Dalam konteks Indonesia,
pertarngan opini antara oposisi dan penguasa
belum lagi ditangkap publik secara luas
sebagai sesuatu yang penting untuk kontrol.
Dalam situasi seperti ini penguasa terlibat secara massif
menggunakan opini publik
sebagai justifikasi untuk melakukan counter balik
terhadap kritikan oposisi.
Pengalaman proses transisi politik di Indonesia sampai pada situasi sekarang mendorong kita berfikir skeptis. Mungkinkah transisi demokrasi Indonesia berakhir dengan suatu kemenangan realitas demokratik, bahwa demokrasi (politik, terutama ekonomi dan hukum) betul-betul bisa diwujudkan. Sebab, Variabel, pendukung ke arah demokratisasi, nampaknya masih jauh api dari panggang. Aktor di panggung kekuasaan belum sepenuhnya serius menggawangi dan meretas demokrasi itu sendiri.
Seperti biasa terjadi di Indonesia, faktor penghambat proses transisi demokrasi berasal dari dalam Negara sendiri. Secara sepintas, yang bisa dilihat adalah berakar pada aktor dan keterkaitan dengan masa lalu.
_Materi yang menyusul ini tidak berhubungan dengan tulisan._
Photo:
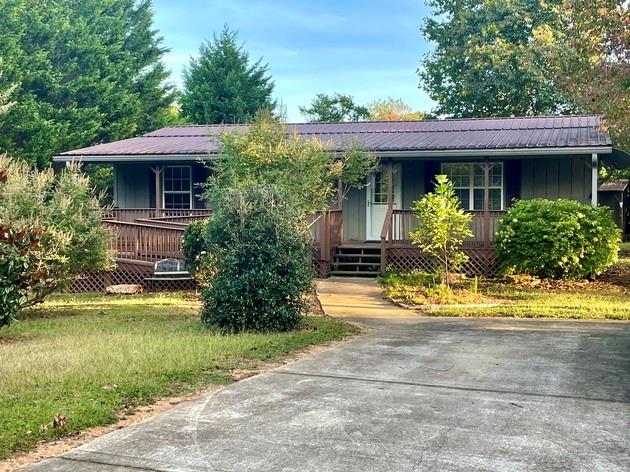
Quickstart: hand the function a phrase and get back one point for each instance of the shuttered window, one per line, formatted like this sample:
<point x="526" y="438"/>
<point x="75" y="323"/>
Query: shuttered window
<point x="177" y="187"/>
<point x="468" y="181"/>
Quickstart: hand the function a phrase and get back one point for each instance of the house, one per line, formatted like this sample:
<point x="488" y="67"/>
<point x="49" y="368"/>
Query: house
<point x="616" y="195"/>
<point x="492" y="162"/>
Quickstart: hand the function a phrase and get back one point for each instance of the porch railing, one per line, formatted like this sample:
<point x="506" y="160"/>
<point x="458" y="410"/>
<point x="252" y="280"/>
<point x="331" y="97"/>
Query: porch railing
<point x="402" y="222"/>
<point x="145" y="241"/>
<point x="132" y="214"/>
<point x="152" y="239"/>
<point x="399" y="223"/>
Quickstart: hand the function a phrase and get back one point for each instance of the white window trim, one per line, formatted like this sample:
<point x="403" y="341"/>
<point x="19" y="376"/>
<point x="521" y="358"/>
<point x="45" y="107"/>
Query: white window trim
<point x="177" y="192"/>
<point x="471" y="187"/>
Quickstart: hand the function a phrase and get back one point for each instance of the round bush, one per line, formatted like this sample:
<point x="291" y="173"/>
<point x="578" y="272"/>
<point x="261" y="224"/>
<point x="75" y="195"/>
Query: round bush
<point x="557" y="239"/>
<point x="258" y="251"/>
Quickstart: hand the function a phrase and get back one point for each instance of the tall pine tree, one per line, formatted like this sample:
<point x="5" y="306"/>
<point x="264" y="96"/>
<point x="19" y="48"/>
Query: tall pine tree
<point x="488" y="59"/>
<point x="222" y="86"/>
<point x="86" y="72"/>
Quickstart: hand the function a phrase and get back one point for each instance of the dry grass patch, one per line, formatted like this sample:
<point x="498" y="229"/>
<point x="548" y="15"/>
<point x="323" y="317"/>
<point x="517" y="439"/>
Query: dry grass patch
<point x="91" y="358"/>
<point x="522" y="297"/>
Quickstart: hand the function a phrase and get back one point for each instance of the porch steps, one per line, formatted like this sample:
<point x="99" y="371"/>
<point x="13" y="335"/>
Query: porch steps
<point x="361" y="260"/>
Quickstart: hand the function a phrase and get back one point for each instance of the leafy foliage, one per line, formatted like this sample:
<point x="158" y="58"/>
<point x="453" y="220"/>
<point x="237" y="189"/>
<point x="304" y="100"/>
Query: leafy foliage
<point x="5" y="94"/>
<point x="302" y="168"/>
<point x="557" y="239"/>
<point x="589" y="49"/>
<point x="442" y="227"/>
<point x="86" y="72"/>
<point x="221" y="86"/>
<point x="331" y="108"/>
<point x="488" y="59"/>
<point x="195" y="254"/>
<point x="259" y="252"/>
<point x="51" y="232"/>
<point x="394" y="109"/>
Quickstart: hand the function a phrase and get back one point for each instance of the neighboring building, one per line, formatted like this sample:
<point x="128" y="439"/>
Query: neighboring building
<point x="492" y="162"/>
<point x="616" y="195"/>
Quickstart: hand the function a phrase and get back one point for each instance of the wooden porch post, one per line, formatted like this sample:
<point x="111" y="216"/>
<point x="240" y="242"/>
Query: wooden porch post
<point x="388" y="216"/>
<point x="390" y="185"/>
<point x="594" y="176"/>
<point x="340" y="195"/>
<point x="157" y="170"/>
<point x="486" y="201"/>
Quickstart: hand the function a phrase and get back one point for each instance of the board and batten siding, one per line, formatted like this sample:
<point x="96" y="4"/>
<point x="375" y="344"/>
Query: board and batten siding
<point x="553" y="178"/>
<point x="354" y="206"/>
<point x="131" y="185"/>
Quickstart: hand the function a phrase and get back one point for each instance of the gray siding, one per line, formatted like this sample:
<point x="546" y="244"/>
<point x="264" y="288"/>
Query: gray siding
<point x="354" y="215"/>
<point x="412" y="182"/>
<point x="131" y="185"/>
<point x="553" y="178"/>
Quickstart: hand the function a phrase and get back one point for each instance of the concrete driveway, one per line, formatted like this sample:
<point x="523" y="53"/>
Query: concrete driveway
<point x="414" y="394"/>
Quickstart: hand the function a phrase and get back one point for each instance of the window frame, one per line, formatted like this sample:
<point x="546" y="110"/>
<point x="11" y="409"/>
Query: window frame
<point x="177" y="192"/>
<point x="471" y="183"/>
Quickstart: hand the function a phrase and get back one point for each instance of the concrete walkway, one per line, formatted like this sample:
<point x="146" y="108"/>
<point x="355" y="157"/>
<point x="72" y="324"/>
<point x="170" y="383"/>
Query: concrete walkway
<point x="414" y="394"/>
<point x="359" y="299"/>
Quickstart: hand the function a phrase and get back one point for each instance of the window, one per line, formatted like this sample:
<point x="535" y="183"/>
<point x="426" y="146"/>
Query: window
<point x="380" y="188"/>
<point x="177" y="187"/>
<point x="468" y="181"/>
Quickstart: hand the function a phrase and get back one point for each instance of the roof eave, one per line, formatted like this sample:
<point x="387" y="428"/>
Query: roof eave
<point x="555" y="151"/>
<point x="110" y="158"/>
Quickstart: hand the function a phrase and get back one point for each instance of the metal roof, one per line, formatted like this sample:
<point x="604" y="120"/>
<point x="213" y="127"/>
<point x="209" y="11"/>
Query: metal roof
<point x="379" y="136"/>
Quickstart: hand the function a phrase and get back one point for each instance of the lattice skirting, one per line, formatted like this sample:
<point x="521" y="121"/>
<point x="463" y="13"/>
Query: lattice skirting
<point x="482" y="261"/>
<point x="322" y="268"/>
<point x="127" y="272"/>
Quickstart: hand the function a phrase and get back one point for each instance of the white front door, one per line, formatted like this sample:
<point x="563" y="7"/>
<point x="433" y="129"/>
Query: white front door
<point x="376" y="194"/>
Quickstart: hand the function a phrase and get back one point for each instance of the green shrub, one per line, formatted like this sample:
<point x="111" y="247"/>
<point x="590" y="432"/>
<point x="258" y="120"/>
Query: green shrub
<point x="442" y="227"/>
<point x="557" y="239"/>
<point x="193" y="244"/>
<point x="258" y="252"/>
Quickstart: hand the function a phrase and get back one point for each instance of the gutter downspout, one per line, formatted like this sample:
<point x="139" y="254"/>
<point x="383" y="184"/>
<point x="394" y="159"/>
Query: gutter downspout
<point x="594" y="176"/>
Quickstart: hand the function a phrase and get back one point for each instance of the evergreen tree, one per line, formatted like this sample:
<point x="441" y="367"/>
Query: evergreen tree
<point x="222" y="86"/>
<point x="86" y="72"/>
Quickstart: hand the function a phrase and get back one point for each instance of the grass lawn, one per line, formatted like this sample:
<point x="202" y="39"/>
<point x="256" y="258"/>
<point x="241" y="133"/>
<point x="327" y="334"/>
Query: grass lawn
<point x="580" y="300"/>
<point x="89" y="357"/>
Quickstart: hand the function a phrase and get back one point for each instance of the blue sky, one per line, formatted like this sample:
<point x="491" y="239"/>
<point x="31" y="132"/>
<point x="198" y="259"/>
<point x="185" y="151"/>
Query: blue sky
<point x="369" y="49"/>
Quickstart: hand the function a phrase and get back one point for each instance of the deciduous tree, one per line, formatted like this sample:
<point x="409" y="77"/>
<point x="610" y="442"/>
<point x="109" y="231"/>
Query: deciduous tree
<point x="442" y="227"/>
<point x="333" y="108"/>
<point x="306" y="169"/>
<point x="589" y="50"/>
<point x="50" y="232"/>
<point x="394" y="109"/>
<point x="85" y="72"/>
<point x="487" y="59"/>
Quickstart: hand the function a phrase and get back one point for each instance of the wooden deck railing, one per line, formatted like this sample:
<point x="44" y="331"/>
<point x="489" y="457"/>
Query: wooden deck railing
<point x="399" y="223"/>
<point x="145" y="241"/>
<point x="132" y="214"/>
<point x="152" y="239"/>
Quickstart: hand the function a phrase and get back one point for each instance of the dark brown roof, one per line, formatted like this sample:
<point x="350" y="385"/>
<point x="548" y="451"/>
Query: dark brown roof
<point x="380" y="136"/>
<point x="613" y="186"/>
Dengan kata lain, aktor yang sekarang memegang posisi sebagai pejabat Negara belum menyadari dirinya merupakan faktor signifikan pendorong demokratisasi. Kondisi ini ditambah lagi oleh adanya imitasi---untuk tidak mengatakan keterkaitan dengan---kekuatan politik masa lalu, sehingga yang terjadi selalu kompromi "di belakang layar" bukan---meminjam istilah Norberto Bobbio (1989)---Kompromi institusional yang dijamin oleh konstitusi demokrasi.
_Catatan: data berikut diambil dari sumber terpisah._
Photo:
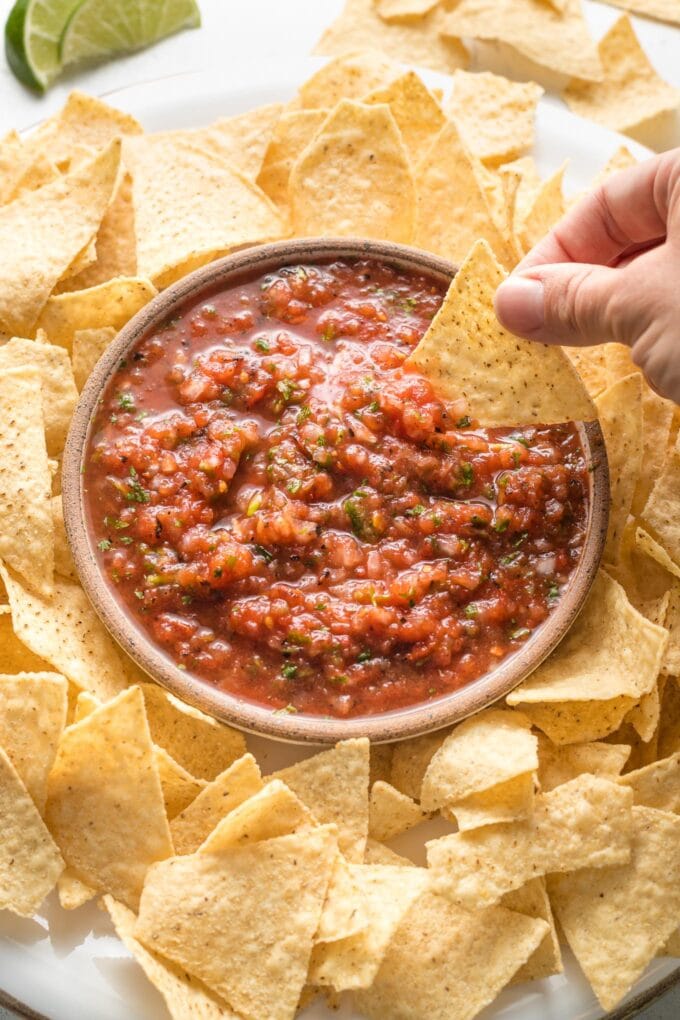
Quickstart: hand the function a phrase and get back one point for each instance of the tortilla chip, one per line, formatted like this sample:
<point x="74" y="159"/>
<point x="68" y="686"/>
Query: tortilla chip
<point x="349" y="75"/>
<point x="558" y="41"/>
<point x="179" y="786"/>
<point x="65" y="631"/>
<point x="292" y="135"/>
<point x="611" y="651"/>
<point x="358" y="152"/>
<point x="547" y="207"/>
<point x="616" y="919"/>
<point x="531" y="900"/>
<point x="416" y="42"/>
<point x="272" y="812"/>
<point x="495" y="116"/>
<point x="660" y="512"/>
<point x="390" y="812"/>
<point x="57" y="384"/>
<point x="620" y="411"/>
<point x="561" y="764"/>
<point x="105" y="803"/>
<point x="582" y="823"/>
<point x="386" y="894"/>
<point x="377" y="853"/>
<point x="240" y="142"/>
<point x="87" y="348"/>
<point x="71" y="891"/>
<point x="195" y="823"/>
<point x="20" y="169"/>
<point x="657" y="421"/>
<point x="27" y="531"/>
<point x="410" y="761"/>
<point x="578" y="721"/>
<point x="33" y="714"/>
<point x="14" y="656"/>
<point x="115" y="245"/>
<point x="109" y="304"/>
<point x="84" y="123"/>
<point x="191" y="207"/>
<point x="658" y="784"/>
<point x="380" y="756"/>
<point x="333" y="784"/>
<point x="403" y="10"/>
<point x="30" y="861"/>
<point x="251" y="939"/>
<point x="454" y="207"/>
<point x="480" y="753"/>
<point x="415" y="109"/>
<point x="432" y="967"/>
<point x="672" y="624"/>
<point x="344" y="913"/>
<point x="68" y="211"/>
<point x="185" y="996"/>
<point x="521" y="383"/>
<point x="507" y="802"/>
<point x="631" y="92"/>
<point x="200" y="744"/>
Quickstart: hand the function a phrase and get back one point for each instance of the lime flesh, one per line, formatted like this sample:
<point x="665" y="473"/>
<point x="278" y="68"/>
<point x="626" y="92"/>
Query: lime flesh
<point x="98" y="29"/>
<point x="33" y="32"/>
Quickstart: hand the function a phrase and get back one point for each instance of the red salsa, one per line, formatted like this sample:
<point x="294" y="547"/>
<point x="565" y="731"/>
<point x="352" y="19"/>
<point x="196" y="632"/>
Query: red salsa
<point x="294" y="515"/>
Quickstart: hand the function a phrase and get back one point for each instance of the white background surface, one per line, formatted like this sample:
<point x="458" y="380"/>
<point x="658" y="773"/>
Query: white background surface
<point x="246" y="37"/>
Dalam kaitan ini, pertarungan politik yang melibatkan oposisi dengan pemerintah tidak bisa dihindarkan. Pada awalnya, oposisi hanya melakukan kritik keras terhadap kebijakan pemrintah (misalnya, tentang inpres Release & Discharge). Tampaknya pemerintah tidak bergeming terutama menyangkut hal imitasi terhadap masa laludan komprominya dengan para konglomerat dan birokrasi korup. Sehingga realitasnya, oposisi meningkatkan intensitas gerakan untuk mengkritik semakin keras pemerintah. Saya melihat dalam konteks persoalan di atas, ada diskursus menarik yang perlu disampaikan sebagai refleksi, terutama bagi pemerintah, yaitu mengenai makna demokrasi serta sikap demokrasi.
Ketika melihat Negara-Negara yang sedang mengalami transisi demokrasi Juan K. Linz dan Alfred Stepan (1996) mengemukakan suatu tesis penting, yaitu proses kali yang ketiga pengertian suatu pemrintahan merupakan faktor peling menentukan: benar-benar terjadi konsolidasi demokrasi ataukah sebaliknya. Jika pemerintah pengganti menjelma menjadi aktor demokrasi, maka proses selanjutnya---dengan pengalaman yang telah dimiliki selama dalam kondisi belum normal---akan memanifestasikan sistem dan pengelolaan Negara yang demokratis pula. Tetapi jika sebaliknya, maka Negara akan semakin otoriter (nondemocratic).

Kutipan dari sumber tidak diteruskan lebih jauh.